BlacK DoG
「ジェット…お前とは一度話し合う必要がありそうだな」


「ねぇよ」


「……その足りねぇ頭に風穴空けてやる」




まさに一触即発。
仲が悪いのかな…。

どうして良いか分からなくて、私がおろおろしていると神父さんが優しく肩を叩いた。

神父さんのお知り合いみたいだし、この優しい神父さんなら穏便に済ませてくれるよね。良かった!



「朱音さん、歩けますか?」


「あ、はい…」


「では、少し歩きましょう」



あれ、あの二人は…?



「歩くのはまだ辛いですか?」


「あ、の…そうじゃなくて…えっと…」


「無理はいけませんよ」




ひょえぇぇぇ!?
なにこれ、なにこれ、なにこれ!

乙女の夢だよ、お姫様抱っこ!



「さぁ、行きましょう」


「何処へ?あれ、あの二人は?えと、なんで私を…」



もうだめっ!
状況についていけないよ!



「貴女のご自宅へ。あの二人は放って置いて構いません。歩くのがお辛いならこうするのが良いかと。…他にご質問は?」


「ありすぎて分かりません…」


「では行きましょうか」


「カルセドニー!人を呼びつけといて置き去りか、こら」


「犬と猿の喧嘩なんて誰も関わりたくありませんからねぇ」


「てめぇ…」


「ジェット、落ち着け。
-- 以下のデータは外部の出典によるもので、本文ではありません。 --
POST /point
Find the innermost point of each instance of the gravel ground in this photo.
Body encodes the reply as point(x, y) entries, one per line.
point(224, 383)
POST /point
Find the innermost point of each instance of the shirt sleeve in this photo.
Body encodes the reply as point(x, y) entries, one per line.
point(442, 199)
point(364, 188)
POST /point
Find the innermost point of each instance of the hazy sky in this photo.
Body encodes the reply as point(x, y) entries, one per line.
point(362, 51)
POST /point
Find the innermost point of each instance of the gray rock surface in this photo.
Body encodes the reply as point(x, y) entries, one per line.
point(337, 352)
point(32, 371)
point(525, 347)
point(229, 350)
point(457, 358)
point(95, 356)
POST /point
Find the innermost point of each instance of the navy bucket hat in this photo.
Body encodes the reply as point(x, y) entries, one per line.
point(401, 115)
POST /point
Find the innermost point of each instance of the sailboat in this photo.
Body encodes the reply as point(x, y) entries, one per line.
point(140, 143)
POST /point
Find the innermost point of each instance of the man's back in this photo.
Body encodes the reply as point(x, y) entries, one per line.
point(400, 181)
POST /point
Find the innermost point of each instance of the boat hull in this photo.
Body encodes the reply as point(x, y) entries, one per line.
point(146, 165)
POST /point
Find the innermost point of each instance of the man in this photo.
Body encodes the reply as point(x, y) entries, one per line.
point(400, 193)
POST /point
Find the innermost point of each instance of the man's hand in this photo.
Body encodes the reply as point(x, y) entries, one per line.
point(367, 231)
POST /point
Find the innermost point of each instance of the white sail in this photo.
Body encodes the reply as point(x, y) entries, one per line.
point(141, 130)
可愛らしいお嬢さんが困ってる。ごめんね、驚かせて」




もう、なにがなにやら分かりません…。

ジェットって人もすごく怖いけど、ワイルドで格好良いし。
今日の私の運勢って一位だったのかな。



「カルセドニー、ごめん。遅くなって」


「あぁ、クンツァイト。大丈夫ですよ、貴方に期待はしてませんから」


「はい…」



神父さん!?
項垂れちゃったよ?!この人。

優しい笑顔なのに…あれ、幻聴かなぁ…。